Confirmation of his status in the court from documents in the Ottoman archives came to me in the week after I returned to Washington DC. The younger of the two professors I met with found a reference to Alexis SORLIN DORIGNY (as he was known then) receiving a salary from the court in 1855. He also found a reference to a salary be given to “Doctor d’Origny” in 1883 that presumably refers to the son of Alexis (known both as “Alexis” and “Albert”), who was also a “medecin-dentiste” with a practice in Constantinople. (The city’s name was formally changed to Istanbul in 1930.)

There was insufficient time during my visit to consult with the French consulate-general in Istanbul or its affiliated Institut Francais to confirm the family story that Alexis SORLIN DORIGNY was appointed to the court of Sultan Hamid II by the French government. Nor to get more information about the death of Alexis SORLIN DORIGNY in 1884 and the decision to send his body to France for an autopsy after he died.

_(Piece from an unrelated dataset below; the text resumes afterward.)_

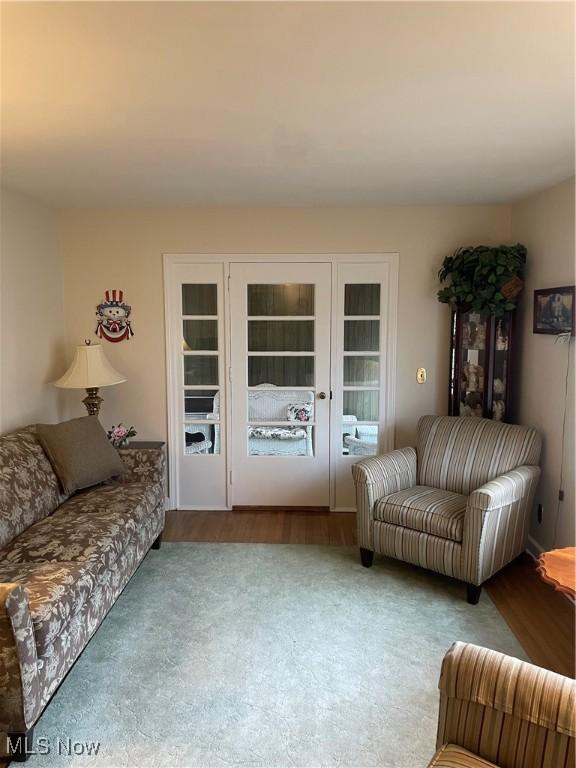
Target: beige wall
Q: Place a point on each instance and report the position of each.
(545, 224)
(123, 249)
(31, 326)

Happily, the young professor did find an announcement in a Turkish newspaper several months after the death of Alexis to the effect that his son, Albert, would continue to receive patients in the office maintained by Alexis on Asmali-Mesjid Street in the Pera neighborhood.

The research effort I am supporting will now dig deeper into the Ottoman archives—and newspapers/magazines--to find more information about the life and practice of Alexis in Constantinople. I will try to engage the French Consulate-General in searching for information in their records, but I may have more success by searching in Paris. I am making plans to go there in April or May.

One high research priority when I am in France will be to find the rest of a 4-page newsletter published in 1867 whose cover art is a grotesque cartoon said to be of my great-grandfather Alexis. An image of the cover is attached.

I will also be looking for more information about the life of Alexis in Paris, which is where he met my great-grandmother, Marie Adelaide RIEFFEL. She was born in Rosheim, Alsace, and moved to Paris to work with her sister, initially making hat boxes and later selling pastels to young artists (according to family history). Alexis was married when he me Marie and my grandfather Aristide RIEFFEL took his mother’s family name because he was a “love child”. This was no casual encounter, however. Aristide, born in 1859, grew up knowing his father well from his father’s frequent stays in Paris. Aristide even visited Alexis in Constantinople in 1882 at the age of 23.